Milestones invariably produce memorials to such, and the University of Texas reached a pair this year: 2006 marked both the 125th anniversary of the legislation creating UT and the 50th year since the Board of Regents voted to admit black undergraduates. Not surprisingly, there are books to accompany both.

Readings
The more narrow in scope is Dwonna Goldstone's Integrating the 40 Acres, which actually starts with a 1938 attempt by a black Texan to enroll. Aside from one paragraph which threatened to sour me on the whole work, Goldstone's work is an important documentation of African-American life at UT that goes well beyond the myriad retellings of Heman Sweatt's successful Supreme Court fight. Goldstone presents a fascinating theory: that through a narrowly interpreted acquiescence to the Sweatt and Brown v. Board of Education decisions, the defenders of segregation in those days left a legacy that today sees UT less integrated than other Southern schools that resisted more stubbornly and violently.

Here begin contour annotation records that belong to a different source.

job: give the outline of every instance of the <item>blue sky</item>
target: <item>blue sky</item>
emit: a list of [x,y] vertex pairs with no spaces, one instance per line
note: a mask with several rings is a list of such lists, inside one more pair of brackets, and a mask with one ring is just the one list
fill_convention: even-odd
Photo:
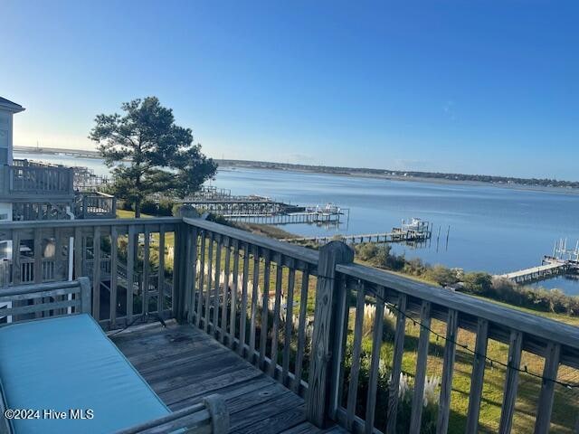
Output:
[[156,95],[214,157],[579,179],[576,1],[2,0],[16,145]]

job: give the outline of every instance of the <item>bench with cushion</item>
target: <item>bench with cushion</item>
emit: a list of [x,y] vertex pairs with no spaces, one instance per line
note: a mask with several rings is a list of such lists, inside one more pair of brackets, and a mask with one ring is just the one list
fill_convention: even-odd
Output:
[[[76,284],[81,288],[86,283]],[[49,295],[52,290],[62,296],[52,287],[36,286],[44,305],[55,298]],[[33,294],[30,288],[24,289]],[[17,291],[0,290],[0,300]],[[80,295],[79,307],[83,306],[84,292],[75,292]],[[55,303],[63,306],[62,301]],[[4,409],[52,410],[66,414],[66,419],[46,418],[43,413],[38,419],[5,419],[0,424],[2,434],[224,434],[228,429],[227,410],[215,395],[205,398],[203,404],[171,412],[88,313],[0,327],[0,387]],[[71,410],[81,410],[77,416],[89,419],[70,419]]]

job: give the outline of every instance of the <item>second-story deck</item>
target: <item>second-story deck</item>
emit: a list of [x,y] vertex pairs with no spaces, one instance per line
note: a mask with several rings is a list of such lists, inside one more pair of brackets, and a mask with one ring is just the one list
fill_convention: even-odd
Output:
[[33,202],[74,198],[71,168],[14,160],[0,166],[0,200]]
[[232,433],[346,432],[309,423],[302,398],[198,328],[166,324],[130,327],[110,337],[173,411],[219,393]]
[[218,388],[234,431],[579,429],[577,327],[356,264],[341,242],[187,218],[14,222],[1,241],[30,250],[5,285],[90,276],[92,316],[161,398]]

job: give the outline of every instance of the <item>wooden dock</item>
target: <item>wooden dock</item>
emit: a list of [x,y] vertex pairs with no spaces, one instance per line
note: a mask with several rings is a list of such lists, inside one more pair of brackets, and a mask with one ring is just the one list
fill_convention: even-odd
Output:
[[110,337],[173,411],[219,393],[230,411],[230,433],[347,432],[308,422],[302,398],[192,326],[168,321],[166,328],[157,323]]
[[569,268],[566,261],[544,259],[543,265],[519,269],[512,273],[501,274],[499,277],[508,278],[515,283],[533,282],[549,278],[557,274],[565,273]]
[[338,239],[348,244],[360,244],[363,242],[425,241],[429,238],[431,238],[430,231],[394,231],[391,232],[364,233],[358,235],[287,238],[281,241],[288,242],[316,242],[318,244],[327,244],[329,241]]
[[261,224],[338,224],[343,214],[339,212],[304,212],[280,214],[225,214],[227,220]]

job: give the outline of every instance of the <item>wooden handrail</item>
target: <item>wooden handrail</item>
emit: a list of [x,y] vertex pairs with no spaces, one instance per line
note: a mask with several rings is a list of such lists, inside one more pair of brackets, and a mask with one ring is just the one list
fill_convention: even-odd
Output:
[[[173,232],[175,246],[169,250],[165,237]],[[448,428],[451,386],[453,376],[456,342],[460,329],[476,334],[473,369],[466,426],[469,432],[478,429],[479,411],[489,339],[508,346],[505,367],[502,414],[499,429],[510,430],[517,399],[521,354],[523,351],[545,358],[546,379],[557,378],[560,365],[579,369],[579,328],[551,319],[533,316],[479,297],[417,282],[387,271],[352,263],[351,250],[333,241],[319,251],[295,246],[194,218],[102,219],[65,222],[12,222],[0,224],[1,240],[34,240],[31,278],[43,278],[39,253],[44,237],[63,237],[55,246],[54,278],[62,278],[62,264],[68,237],[74,238],[75,273],[90,269],[86,274],[92,286],[109,291],[115,300],[109,312],[103,314],[100,291],[93,297],[93,316],[105,328],[131,324],[149,314],[172,315],[187,321],[237,352],[272,378],[306,397],[308,416],[323,426],[337,421],[355,432],[383,432],[375,427],[377,399],[377,370],[382,345],[381,327],[386,307],[395,306],[396,325],[394,336],[393,378],[389,383],[387,424],[384,432],[396,432],[399,375],[402,373],[406,318],[423,326],[418,336],[417,369],[414,379],[416,398],[411,403],[411,430],[417,432],[422,418],[421,391],[424,388],[432,320],[446,325],[442,376],[438,409],[438,430]],[[138,235],[143,234],[144,242]],[[123,237],[124,255],[119,254]],[[162,241],[161,241],[162,240]],[[66,241],[66,244],[64,242]],[[106,241],[106,242],[105,242]],[[157,243],[158,242],[158,243]],[[111,248],[111,244],[114,248]],[[30,245],[30,244],[29,244]],[[109,246],[109,247],[108,247]],[[163,260],[154,263],[151,251],[163,251]],[[87,256],[91,251],[93,256]],[[28,260],[28,259],[27,259]],[[110,262],[110,273],[102,261]],[[20,256],[14,258],[12,283],[22,281]],[[166,269],[172,273],[166,277]],[[52,267],[52,266],[51,266]],[[119,276],[119,269],[126,272]],[[51,273],[52,273],[51,268]],[[110,281],[102,278],[110,276]],[[52,275],[51,275],[52,276]],[[135,277],[138,277],[134,284]],[[140,277],[140,278],[138,278]],[[124,280],[123,280],[124,279]],[[166,285],[172,280],[173,285]],[[129,287],[123,300],[118,285]],[[312,311],[308,299],[316,296]],[[157,300],[151,299],[156,297]],[[105,297],[108,298],[108,297]],[[353,339],[346,343],[350,321],[350,300],[356,299]],[[358,381],[362,355],[362,316],[365,304],[376,308],[372,328],[372,350],[365,415],[356,413]],[[118,305],[124,305],[120,310]],[[168,305],[168,306],[167,306]],[[106,310],[106,309],[105,309]],[[380,319],[382,318],[382,319]],[[312,329],[313,324],[313,329]],[[346,346],[347,345],[347,346]],[[368,350],[370,351],[370,350]],[[347,399],[341,391],[345,354],[353,355],[348,367]],[[432,355],[430,355],[432,356]],[[524,373],[520,373],[523,375]],[[540,414],[536,432],[548,430],[554,402],[554,382],[540,383]]]

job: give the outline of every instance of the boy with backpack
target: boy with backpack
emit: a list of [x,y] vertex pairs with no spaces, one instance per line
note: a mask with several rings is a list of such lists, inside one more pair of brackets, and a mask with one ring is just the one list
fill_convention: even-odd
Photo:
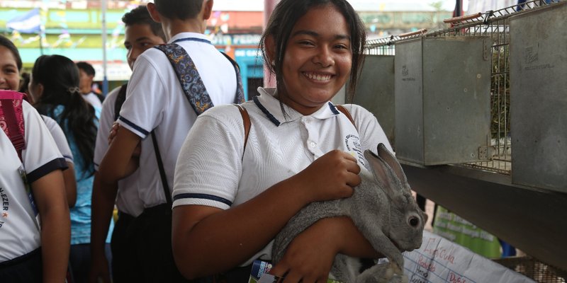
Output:
[[101,195],[113,201],[113,184],[138,171],[137,194],[144,211],[127,231],[128,242],[135,246],[130,280],[183,282],[171,244],[177,155],[198,114],[214,105],[243,101],[242,83],[235,63],[203,34],[213,0],[155,0],[147,9],[154,21],[162,23],[168,45],[150,48],[136,59],[120,126],[98,177],[103,188]]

UT's strategy, she writes, was to follow the court's order to admit black students to the classroom … but still remain openly hostile to African-American participation in the other facets of campus life so vital to college experience. The dorms fiercely maintained segregation; Greek organizations kept racially pure memberships; and sports teams took ridiculously long to integrate, capped by the 1969 football team – infamously, the last all-white squad to win the national championship. Central to the social separation, Goldstone claims, was an obsession with keeping black men away from the state's pure white daughters. The effect has lingered: In a state that is 15% black and 30% Mexican-American, those races account for a mere 4% and 7% of its flagship university. Goldstone quotes a black undergrad who said blacks on campus were "desegregated, but not integrated."

Readings
I fully expected The Texas Book to be coffee-table fluff, just a propaganda piece for an image-driven institution. I got quite the opposite: This series of essays, divided between profiles of legendary campus individuals, historical pieces, and reminiscences of student life has been an utterly fascinating tour through both the triumphs and the warts of UT's story.

English professor and Texas literature specialist Don Graham offers a clear-eyed and unromanticized reappraisal of the man who almost single-handedly created Graham's field, J. Frank Dobie; José Limón affectionately recounts the career of Tejano folklorist Américo Paredes, who approached UT with fear but came to regard it as home; editor Dick Holland's story of the feud between university regents and funders G.W. Littlefield and G.W. Brackenridge is as riveting as any history of the Civil War in which their mutual hatred was rooted; and a chapter on UT's first dorm and a personal memoir from World War I-era grad and former state Supreme Court Justice Meade Griffin paint vivid pictures of a school that bears little resemblance to the monster UT has become – even the iconic Tower wasn't built yet. And several chapters, including one on Sweatt, squarely tackle the same shameful period that Goldstone covers in her book.

In short, The Texas Book is far more than a pretty decoration for the living rooms of rabid orangebloods. It is absorbing reading for anyone who has a fascination, either loyal, antagonistic, or mixed, with the sprawling empire situated in the heart of our city and state.